Będąc przy okazji po soczki w Biedronce, zauważyłam to coś, ten Bell cały, błyszczyk który miał usta barwić.
Pomyślałam 6,99zł a kupię.Tym bardziej ,że nic już delikatnego do ust nie posiadam.
Mając niewiele czasu drapłam to co wyglądało na pomarańcz - w końcu taka teraz moda ponoć:)
Jeszcze w drodze do domu dobrałam się do niego, lustereczko i jadę z malowaniem.
Na opakowaniu:
Słabo widoczne, bo szybko dobierałam się;)
Oczekiwałam przyjemnego efektu na ustach, smaku i zapachu..koloru...
A co dostałam?
A dostałam na dzień dobry dziwne uczucie lekkiego szczypania- pomyślałam ok, wiatr, może usteczka wysuszone, uszkodzone..
Potem ten smak, tak, spróbowałam oblizałam i fuuu, paskudztwo.Okropne.
Do tego koloru nie widać, może i leciutko się błyszczą ale tak strasznie się kleją!
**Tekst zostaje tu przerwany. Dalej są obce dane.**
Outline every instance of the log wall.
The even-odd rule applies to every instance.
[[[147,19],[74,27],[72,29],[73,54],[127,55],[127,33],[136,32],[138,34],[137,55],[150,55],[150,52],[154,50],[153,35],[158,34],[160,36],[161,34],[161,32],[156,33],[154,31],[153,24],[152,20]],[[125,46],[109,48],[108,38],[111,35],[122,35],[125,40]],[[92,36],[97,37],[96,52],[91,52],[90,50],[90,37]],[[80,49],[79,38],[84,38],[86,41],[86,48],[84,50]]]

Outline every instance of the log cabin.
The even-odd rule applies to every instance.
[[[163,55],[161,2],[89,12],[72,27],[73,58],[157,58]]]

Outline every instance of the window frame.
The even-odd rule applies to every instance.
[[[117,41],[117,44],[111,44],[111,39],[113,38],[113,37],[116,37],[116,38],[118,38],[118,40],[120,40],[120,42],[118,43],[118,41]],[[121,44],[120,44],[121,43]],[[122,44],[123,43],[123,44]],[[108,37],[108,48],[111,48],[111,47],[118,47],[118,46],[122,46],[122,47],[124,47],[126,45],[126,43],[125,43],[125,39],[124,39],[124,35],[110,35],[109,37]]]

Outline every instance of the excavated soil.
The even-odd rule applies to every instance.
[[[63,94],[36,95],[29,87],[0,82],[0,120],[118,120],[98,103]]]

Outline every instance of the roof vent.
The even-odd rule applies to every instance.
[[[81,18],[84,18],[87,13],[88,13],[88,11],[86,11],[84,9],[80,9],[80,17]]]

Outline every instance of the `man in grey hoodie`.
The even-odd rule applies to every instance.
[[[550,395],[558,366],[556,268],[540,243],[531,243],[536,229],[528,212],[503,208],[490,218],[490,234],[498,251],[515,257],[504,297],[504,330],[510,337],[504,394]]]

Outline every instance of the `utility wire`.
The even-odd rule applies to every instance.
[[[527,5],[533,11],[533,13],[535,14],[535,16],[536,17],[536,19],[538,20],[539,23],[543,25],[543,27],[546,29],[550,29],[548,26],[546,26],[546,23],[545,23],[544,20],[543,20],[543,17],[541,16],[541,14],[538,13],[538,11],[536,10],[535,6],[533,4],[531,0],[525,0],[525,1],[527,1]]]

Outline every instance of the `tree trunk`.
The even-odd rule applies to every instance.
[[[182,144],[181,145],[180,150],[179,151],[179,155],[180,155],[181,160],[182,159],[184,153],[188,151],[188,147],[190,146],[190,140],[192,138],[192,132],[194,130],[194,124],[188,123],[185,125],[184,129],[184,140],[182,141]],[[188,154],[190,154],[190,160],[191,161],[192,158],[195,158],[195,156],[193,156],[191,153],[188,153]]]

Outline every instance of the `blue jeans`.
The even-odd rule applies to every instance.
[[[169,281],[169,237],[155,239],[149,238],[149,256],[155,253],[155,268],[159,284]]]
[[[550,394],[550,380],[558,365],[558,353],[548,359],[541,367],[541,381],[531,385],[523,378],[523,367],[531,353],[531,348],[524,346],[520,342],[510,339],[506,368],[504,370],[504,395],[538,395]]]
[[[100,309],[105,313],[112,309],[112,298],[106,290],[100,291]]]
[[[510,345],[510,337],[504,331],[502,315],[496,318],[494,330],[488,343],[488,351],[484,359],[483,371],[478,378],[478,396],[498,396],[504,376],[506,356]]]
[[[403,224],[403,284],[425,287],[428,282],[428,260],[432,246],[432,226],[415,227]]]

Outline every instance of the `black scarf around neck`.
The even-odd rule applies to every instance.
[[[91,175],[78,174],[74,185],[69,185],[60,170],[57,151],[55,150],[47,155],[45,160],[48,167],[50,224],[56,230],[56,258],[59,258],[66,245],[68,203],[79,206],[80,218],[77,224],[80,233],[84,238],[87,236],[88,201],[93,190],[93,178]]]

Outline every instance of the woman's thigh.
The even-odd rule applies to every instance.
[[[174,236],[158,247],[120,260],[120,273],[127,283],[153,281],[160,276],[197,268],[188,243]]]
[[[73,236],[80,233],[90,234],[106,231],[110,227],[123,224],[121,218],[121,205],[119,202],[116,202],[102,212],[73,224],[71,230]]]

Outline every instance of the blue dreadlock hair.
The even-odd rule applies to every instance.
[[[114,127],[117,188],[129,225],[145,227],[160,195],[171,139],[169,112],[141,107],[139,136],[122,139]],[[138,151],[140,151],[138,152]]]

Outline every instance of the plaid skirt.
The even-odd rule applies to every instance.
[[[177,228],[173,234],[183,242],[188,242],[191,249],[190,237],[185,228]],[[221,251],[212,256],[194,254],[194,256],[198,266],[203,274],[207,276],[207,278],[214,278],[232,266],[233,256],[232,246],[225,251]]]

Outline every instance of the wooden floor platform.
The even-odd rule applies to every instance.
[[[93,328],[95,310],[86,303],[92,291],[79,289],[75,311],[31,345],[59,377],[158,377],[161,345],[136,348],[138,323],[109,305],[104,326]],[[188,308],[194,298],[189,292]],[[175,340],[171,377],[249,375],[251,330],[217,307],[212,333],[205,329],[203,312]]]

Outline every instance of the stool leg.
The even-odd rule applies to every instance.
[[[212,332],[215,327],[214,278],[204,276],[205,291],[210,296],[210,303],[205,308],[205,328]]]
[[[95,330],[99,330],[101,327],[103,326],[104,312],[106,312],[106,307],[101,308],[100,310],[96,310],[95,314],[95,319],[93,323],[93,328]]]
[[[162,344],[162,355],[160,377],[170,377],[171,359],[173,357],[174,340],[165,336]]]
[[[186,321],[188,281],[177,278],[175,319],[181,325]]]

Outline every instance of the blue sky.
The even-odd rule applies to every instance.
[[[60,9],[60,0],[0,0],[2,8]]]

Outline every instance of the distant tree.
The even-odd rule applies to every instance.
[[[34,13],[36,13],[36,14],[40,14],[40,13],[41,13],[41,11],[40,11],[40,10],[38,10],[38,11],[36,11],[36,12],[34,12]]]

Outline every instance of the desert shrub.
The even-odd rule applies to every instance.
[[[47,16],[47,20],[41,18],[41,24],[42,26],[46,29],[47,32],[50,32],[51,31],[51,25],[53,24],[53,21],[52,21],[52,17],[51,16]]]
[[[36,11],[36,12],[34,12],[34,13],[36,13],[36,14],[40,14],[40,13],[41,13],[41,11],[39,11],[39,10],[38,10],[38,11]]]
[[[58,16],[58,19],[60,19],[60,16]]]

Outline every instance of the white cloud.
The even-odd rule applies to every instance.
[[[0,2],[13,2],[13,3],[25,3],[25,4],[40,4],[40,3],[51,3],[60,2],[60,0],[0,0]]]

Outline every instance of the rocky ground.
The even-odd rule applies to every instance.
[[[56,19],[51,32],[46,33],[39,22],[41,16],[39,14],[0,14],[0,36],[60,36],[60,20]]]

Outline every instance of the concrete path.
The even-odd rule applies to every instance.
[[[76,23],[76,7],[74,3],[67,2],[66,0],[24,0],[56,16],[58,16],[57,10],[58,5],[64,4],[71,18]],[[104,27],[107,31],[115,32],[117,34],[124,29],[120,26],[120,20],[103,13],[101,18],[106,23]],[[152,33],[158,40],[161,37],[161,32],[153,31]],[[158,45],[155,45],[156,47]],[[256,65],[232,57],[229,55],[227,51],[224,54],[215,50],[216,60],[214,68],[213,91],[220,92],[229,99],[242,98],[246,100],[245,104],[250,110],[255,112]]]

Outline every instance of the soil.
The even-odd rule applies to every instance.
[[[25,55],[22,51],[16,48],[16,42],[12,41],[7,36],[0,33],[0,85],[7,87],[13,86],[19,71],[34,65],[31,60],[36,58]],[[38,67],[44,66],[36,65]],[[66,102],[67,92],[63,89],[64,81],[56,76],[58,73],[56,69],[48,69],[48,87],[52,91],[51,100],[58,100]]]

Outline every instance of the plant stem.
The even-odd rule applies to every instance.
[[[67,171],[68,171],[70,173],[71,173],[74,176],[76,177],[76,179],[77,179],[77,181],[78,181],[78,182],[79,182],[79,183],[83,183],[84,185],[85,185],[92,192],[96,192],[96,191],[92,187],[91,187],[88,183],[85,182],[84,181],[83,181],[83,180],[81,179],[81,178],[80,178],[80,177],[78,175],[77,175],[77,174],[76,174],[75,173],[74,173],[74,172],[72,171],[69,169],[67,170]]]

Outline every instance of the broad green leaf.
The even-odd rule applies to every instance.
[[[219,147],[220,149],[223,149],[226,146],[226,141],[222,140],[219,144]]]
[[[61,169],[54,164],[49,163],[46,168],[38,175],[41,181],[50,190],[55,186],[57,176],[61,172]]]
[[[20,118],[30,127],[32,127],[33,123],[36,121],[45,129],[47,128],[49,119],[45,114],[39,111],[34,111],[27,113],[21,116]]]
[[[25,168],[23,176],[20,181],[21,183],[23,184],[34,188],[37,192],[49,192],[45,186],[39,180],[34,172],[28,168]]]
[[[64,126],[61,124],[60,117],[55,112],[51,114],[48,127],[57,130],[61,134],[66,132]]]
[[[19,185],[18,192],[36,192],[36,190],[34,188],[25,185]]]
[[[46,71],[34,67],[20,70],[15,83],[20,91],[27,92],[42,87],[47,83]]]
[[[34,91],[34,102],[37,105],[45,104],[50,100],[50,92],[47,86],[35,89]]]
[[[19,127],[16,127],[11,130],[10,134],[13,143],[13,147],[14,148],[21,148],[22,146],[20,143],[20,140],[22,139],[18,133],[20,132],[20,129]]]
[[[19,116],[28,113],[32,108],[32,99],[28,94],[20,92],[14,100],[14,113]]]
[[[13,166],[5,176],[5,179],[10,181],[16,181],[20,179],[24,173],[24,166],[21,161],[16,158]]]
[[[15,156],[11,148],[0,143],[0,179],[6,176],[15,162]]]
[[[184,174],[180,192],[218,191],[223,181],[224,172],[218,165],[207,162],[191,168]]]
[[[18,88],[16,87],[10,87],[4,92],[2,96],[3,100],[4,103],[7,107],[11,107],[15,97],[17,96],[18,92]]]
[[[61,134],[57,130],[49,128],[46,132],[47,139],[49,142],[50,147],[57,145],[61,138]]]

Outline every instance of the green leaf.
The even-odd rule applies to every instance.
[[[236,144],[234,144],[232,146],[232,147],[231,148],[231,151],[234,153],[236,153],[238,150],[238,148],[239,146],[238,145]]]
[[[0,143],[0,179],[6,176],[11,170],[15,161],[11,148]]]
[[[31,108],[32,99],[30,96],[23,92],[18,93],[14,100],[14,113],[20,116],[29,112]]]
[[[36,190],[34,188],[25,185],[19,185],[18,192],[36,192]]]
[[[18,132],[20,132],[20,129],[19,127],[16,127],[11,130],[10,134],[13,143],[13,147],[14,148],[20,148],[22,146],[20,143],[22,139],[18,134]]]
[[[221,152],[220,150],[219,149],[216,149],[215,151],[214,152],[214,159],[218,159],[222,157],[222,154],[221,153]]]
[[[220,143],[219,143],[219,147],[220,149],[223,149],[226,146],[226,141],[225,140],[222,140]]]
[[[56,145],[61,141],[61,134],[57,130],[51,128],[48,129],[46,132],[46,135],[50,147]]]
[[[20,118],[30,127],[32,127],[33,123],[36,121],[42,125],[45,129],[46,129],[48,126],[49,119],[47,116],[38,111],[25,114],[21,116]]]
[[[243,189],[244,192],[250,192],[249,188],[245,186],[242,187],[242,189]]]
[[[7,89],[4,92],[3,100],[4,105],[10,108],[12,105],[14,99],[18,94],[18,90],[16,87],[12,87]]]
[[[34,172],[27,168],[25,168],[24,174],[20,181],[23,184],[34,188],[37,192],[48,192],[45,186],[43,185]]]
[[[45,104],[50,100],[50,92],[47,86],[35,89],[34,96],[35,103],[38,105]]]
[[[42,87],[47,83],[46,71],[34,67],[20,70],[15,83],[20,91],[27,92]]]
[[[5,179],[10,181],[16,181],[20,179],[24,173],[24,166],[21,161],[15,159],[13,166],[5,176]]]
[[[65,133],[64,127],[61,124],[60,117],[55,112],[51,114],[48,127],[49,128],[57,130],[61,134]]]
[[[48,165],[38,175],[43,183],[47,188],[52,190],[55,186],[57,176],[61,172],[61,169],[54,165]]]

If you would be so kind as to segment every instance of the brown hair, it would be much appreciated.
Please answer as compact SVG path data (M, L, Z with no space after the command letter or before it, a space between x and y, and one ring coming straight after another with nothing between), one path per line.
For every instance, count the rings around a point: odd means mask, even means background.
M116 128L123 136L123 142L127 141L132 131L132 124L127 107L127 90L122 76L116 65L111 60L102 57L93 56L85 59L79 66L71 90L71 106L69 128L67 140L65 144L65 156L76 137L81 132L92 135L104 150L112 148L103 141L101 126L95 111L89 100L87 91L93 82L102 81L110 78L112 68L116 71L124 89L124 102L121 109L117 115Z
Starałam od razu, chusteczka nie podołała temu posmakowi, dopiero w domu to domyłam.
Miał być efekt flamastra ale chyba takiego ze sklepu wszystko po X.
Ja efektu nie widzę.
Dla mnie bubel nie wart 1zł.Żałuje,że kupiłam
Jedyne plusy to za opakowanie, wizualnie nawet jest ładne.Pędzelek uroczo pomarańczowy.Zawartość widoczna w środku też kolorek ładny posiada.
Ale to tylko pozory!
Chciałam pokazać na rączce jak to wygląda żałośnie po wyciągnięciu ale nie dało się zdjęcia dziś zrobić.
Minusy ma za:
- paskudny smak, okropny - w każdym bądź razie dla mnie
-zero efektu
-klei się na ustach
-nie ma koloru
Oczywiście może tak być,że to mnie akurat nie pod pasował, albo że trafiłam na jakiś wybrakowany egzemplarz.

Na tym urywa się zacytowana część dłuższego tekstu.